Donna and I went to a local synagogue to hear James Carroll speak about his book The Cloister. The presentation was on a Saturday following Shabbat services. As we approached the entrance, we were greeted by a heavily-armed security guard – wearing body armor. We looked okay so we entered the temple.  And I donned my kippah. . . .

Mr. Carroll, a former Catholic priest (who remains a devout Catholic), discussed his book — and the love story of Heloise and Abelard.  But then he edged into the issue of anti-Semitism which has roots going back more than a thousand years.  14 million Jews in the world.  1.8 billion Muslims.  2.18 billion Christians.  And who today gets an uneven distribution of hatred?    Yep. . . . .

I just finished the book Anti-Semitism – Here and Now by Deborah Lipstadt.  Read it.  Please.  Most of us are aware of anti-Semites on the alt-Right.  But there is a growing anti-Semitism on the left — especially in American colleges and universities.

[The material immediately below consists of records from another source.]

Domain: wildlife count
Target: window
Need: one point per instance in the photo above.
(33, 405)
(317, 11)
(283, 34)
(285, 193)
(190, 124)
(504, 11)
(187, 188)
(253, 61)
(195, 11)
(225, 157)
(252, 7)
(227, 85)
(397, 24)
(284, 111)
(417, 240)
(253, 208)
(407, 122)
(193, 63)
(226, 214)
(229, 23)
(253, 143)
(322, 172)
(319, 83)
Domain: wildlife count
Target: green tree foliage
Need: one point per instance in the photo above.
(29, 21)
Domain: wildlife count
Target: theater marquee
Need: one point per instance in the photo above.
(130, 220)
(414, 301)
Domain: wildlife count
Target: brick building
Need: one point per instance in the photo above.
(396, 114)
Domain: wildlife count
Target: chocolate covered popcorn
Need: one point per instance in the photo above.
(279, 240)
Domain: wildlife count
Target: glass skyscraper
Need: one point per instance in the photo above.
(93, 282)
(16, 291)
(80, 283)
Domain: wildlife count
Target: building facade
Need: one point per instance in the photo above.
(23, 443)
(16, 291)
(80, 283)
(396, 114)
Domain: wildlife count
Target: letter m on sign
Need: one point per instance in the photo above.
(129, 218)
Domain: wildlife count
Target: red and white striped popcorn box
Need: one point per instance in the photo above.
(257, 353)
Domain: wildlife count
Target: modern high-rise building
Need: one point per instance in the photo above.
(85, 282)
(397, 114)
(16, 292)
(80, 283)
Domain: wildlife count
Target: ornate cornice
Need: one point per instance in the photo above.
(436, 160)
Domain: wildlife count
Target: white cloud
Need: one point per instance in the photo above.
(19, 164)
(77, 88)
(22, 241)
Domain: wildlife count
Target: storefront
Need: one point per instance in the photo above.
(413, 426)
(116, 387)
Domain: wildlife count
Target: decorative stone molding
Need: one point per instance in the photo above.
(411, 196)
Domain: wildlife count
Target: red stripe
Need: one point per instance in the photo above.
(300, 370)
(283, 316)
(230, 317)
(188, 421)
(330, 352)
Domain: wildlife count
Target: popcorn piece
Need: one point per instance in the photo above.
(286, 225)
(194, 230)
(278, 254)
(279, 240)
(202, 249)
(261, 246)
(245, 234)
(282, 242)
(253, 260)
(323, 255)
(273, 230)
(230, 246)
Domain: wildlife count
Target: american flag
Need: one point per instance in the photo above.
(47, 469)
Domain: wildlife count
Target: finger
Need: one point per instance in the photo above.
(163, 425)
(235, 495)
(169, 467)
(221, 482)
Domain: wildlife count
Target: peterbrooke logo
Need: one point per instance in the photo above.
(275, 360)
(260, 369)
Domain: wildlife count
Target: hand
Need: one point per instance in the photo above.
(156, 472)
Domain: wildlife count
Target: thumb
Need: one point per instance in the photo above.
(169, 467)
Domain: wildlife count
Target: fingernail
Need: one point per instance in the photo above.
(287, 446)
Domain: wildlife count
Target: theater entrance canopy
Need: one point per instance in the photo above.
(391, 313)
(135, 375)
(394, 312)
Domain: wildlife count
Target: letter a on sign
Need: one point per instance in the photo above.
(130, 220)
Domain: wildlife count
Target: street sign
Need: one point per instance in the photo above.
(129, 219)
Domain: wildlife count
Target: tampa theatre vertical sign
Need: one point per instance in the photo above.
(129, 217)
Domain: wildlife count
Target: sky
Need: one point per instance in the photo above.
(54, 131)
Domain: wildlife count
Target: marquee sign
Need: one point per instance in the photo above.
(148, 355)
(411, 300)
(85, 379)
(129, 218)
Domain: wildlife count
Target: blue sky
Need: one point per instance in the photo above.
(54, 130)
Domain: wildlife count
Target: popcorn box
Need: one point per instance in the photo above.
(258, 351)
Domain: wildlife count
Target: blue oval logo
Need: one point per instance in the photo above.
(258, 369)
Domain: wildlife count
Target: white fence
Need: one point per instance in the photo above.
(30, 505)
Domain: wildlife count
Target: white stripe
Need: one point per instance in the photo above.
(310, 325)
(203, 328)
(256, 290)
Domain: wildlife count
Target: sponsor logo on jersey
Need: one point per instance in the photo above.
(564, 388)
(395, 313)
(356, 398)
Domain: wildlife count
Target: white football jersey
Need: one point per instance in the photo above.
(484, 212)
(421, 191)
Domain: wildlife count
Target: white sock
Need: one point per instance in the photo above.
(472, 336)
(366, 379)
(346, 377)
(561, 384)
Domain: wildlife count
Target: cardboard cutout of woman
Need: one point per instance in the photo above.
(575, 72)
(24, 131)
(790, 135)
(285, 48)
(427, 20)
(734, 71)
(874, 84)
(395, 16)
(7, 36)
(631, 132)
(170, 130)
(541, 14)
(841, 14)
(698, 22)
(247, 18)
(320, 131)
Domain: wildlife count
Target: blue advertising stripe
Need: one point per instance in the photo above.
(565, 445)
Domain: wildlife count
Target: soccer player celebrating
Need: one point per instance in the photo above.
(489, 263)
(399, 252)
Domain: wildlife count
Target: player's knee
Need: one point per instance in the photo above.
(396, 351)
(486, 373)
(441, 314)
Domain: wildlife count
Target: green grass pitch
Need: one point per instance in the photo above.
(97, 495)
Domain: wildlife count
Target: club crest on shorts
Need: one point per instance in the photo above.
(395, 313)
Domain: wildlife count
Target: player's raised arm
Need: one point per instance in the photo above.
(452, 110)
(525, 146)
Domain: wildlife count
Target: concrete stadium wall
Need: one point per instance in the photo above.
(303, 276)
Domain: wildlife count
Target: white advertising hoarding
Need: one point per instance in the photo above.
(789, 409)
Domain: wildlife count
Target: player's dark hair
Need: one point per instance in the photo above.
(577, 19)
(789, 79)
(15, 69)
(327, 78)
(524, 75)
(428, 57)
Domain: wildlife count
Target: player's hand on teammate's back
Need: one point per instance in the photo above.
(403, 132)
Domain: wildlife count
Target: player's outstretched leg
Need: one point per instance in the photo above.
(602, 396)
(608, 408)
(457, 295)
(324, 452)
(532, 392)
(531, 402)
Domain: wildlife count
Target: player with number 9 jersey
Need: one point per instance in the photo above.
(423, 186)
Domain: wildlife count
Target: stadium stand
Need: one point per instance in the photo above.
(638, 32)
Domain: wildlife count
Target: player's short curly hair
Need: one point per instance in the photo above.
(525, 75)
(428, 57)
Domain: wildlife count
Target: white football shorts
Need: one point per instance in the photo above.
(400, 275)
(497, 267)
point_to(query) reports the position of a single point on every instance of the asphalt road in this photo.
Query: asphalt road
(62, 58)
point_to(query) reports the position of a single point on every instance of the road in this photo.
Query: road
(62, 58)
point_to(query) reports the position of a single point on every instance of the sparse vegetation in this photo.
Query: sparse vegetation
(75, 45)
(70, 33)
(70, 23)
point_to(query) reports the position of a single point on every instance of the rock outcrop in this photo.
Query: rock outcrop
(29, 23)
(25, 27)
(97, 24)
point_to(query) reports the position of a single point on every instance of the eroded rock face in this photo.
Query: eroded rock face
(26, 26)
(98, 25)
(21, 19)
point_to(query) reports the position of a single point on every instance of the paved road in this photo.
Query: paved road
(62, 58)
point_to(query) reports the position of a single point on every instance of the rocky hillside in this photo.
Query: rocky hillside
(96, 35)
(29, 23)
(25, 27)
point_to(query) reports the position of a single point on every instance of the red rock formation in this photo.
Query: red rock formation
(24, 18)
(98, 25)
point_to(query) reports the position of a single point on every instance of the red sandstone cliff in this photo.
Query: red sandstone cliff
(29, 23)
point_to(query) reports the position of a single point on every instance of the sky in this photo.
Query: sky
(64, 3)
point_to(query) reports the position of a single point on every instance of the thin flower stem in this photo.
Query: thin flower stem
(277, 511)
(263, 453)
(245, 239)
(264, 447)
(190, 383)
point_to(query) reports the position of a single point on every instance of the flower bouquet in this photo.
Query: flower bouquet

For the latter, it is pointless to ask why we do not boycott human rights abuses in China, Russia, Syria, Saudi Arabia, North Korea, Sudan, Zimbabwe. It is Israel that is in the cross hairs of the radical left.  And because many Israelis are Jewish, it is their faith that take the heat. 

There are glowing embers of discrimination in Europe.  It is dangerous for a man to wear a kippah in public.  Synagogues are guarded by police.  And Jews feel concerns for safety from the moment they arise in the morning.   Anti-Semitism.  Making a comeback.  But did it ever leave?   

It is a small collection of alt right jerks who wave their despicable flags.   But for increasing numbers on the left to indulge in anti-Semitism is troubling.  Randy Rosenthal’s Chicago Tribune review comments and quotes Lipstadt’s work “And so if we think ourselves to be liberal, or progressive, or simply decent, ‘we must insist that anti-Semitism be treated with the same seriousness as racism, sexism, homophobia and Islamophobia.'”  I hope you say “Amen.”